Eduwensuyi’s lawyer told the judge the defense will not be presenting any evidence. The judge questioned Eduwensuyi to ensure that he had the right to testify; that if he did testify, he would be cross-examined by the prosecution; that he had to the right to not testify; and if he did not testify the court would not hold it against him. Eduwensuyi—after conferring with his lawyer—told the court he would not testify. The court found him guilty and sentenced him. He appealed. The ICA affirmed.

The Right to Testify and Protecting that Right Requires “the Ultimate Colloquy.” The right to testify in one’s own defense is guaranteed by the Hawaii Constitution and the Fifth Amendment to the federal constitution. Haw. Const. Art. I, Sec. 5, 10, and 14; U.S. Const. Am. V. State v. Pomroy, 132 Hawaii 85, 91, 319 P.3d 1093, 1099 (2014). Its counterpart—the right to not testify—is equally guaranteed. State v. Monteil, 134 Hawaii 361, 369, 341 P.3d 567, 575 (2014).

And so twenty years ago, the Hawaii Supreme Court, required trial courts to have an on-the-record colloquy to protect either right:
[W]e hold that in order to protect the right to testify under the Hawaii Constitution, trial courts must advise criminal defendants of their right to testify and must obtain an on-the-record waiver of that right in every case in which the defendant does not testify.

Tachibana v. State, 79 Hawaii 226, 236, 900 P.2d 1293, 1303 (1995). The defendant’s right to testify is violated when the court’s colloquy is inadequate and does not provide an “objective basis” in finding a knowing, intelligent, and voluntary waiver. State v. Han, 130 Hawaii 83, 91, 306 P.3d 128, 136 (2013).

Trial Courts must Advise the Defendant that no one can Prevent the Defendant from Testifying. The trial court must advise the defendant that no one can prevent him or her from testifying at trial. Tachibana, 79 Hawaii at 236 n. 7, 900 P.2d at 1303 n. 7. The HSC noted that the omission of this part of the colloquy was precisely the problem in State v. Pomroy, 132 Hawaii at 92, 319 P.3d at 1100. Given that the waiver of the right to testify must be voluntary, the failure to include the part about no one being able to prevent the Defendant from testifying rendered Eduwensuyi’s colloquy defective.

The Deficient Colloquy is not Harmless. “Once a violation of the constitutional right to testify is established, the conviction must be vacated unless the State can prove that the violation was harmless beyond a reasonable doubt.” Tachibana, 79 Hawaii at 240, 900 P.2d at 1307. Under that standard, the court must assess “whether there is a reasonable possibility that error might have contributed to [the] conviction.” State v. Han, 130 Hawaii at 93, 306 P.3d at 138.

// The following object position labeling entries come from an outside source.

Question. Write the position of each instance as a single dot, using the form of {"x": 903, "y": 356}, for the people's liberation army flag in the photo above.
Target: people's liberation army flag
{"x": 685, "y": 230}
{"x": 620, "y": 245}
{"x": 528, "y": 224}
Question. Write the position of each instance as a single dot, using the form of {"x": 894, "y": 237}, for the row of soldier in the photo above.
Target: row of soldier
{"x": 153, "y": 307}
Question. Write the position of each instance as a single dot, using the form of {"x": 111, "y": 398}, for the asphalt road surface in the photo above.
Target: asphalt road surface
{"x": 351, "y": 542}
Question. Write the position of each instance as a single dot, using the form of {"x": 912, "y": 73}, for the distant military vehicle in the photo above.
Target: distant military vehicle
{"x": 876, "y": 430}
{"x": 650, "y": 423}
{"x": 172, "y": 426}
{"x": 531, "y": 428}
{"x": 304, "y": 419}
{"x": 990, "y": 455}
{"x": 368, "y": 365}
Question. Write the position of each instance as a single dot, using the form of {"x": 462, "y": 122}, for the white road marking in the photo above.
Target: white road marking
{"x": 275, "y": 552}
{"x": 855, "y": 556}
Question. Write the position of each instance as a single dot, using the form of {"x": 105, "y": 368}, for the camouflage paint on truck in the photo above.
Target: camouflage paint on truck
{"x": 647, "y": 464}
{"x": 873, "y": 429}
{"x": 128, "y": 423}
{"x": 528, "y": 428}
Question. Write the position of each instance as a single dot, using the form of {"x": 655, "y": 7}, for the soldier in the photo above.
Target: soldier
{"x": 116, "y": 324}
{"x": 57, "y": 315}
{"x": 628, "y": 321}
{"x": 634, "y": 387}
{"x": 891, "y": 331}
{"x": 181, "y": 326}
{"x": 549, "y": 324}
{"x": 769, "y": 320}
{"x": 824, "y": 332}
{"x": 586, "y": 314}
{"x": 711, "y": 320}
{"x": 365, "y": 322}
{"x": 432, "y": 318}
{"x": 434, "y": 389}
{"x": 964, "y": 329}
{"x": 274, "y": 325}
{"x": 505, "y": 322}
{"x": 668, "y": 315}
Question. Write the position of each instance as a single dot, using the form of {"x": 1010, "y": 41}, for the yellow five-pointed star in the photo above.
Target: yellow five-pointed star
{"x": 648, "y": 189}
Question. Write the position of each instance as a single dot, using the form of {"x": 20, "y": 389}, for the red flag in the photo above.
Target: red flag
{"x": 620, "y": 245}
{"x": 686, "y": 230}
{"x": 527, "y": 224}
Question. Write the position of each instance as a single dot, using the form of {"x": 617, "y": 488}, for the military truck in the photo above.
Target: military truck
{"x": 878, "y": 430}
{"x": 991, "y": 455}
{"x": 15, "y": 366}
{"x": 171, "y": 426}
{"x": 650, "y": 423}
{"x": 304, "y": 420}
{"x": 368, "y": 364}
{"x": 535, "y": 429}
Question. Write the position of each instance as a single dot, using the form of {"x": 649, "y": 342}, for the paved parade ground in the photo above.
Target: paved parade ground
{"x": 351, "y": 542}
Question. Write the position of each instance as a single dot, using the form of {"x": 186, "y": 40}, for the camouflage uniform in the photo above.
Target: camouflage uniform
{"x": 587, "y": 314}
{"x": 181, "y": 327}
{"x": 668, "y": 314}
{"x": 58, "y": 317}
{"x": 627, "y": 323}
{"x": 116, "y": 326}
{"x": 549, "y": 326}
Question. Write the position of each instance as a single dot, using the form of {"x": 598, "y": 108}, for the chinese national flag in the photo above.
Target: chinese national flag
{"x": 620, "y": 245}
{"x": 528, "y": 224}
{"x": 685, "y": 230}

The HSC’s application of the rule here was very brief. “Had Eduwensuyi testified, he may have been able to contest the State’s case and shed light on whether he operated a vehicle under the influence of an intoxicant[.]” It also noted that it is impossible to conclude that violating Eduwensuyi’s right to testify was harmless. Thus, the conviction had to be vacated.

A Rare Point: Confessions of Error may Require Deference. The HSC took up a somewhat obscure point of appellate procedure. In this case, the prosecution conceded error or, as it used to be called, confessed error. The HSC observed that although it is not binding on the appellate court, a prosecutor’s confession of error is “entitled to great weight.” Territory v. Kogami, 37 Haw. 174, 175 (Terr. 1945). Here it looked like the ICA did not give “due consideration” to the prosecution’s confession of error.
So how much “weight” must be given? In a footnote, the HSC announced that the level of deference depends on the issue presented. For example in Kogami the issue hinged on the sufficiency of evidence and deference was warranted. Interpretations of law, however, afford no deference. Orloff v. Willoughby, 345 U.S. 83, 87 (1953).

Oddly enough, the HSC dodged the issue entirely and stated that there was no need to address the level of deference required by the ICA due to the manifest deficiency of the Tachibana colloquy and the ICA’s failure to acknowledge the confession of error.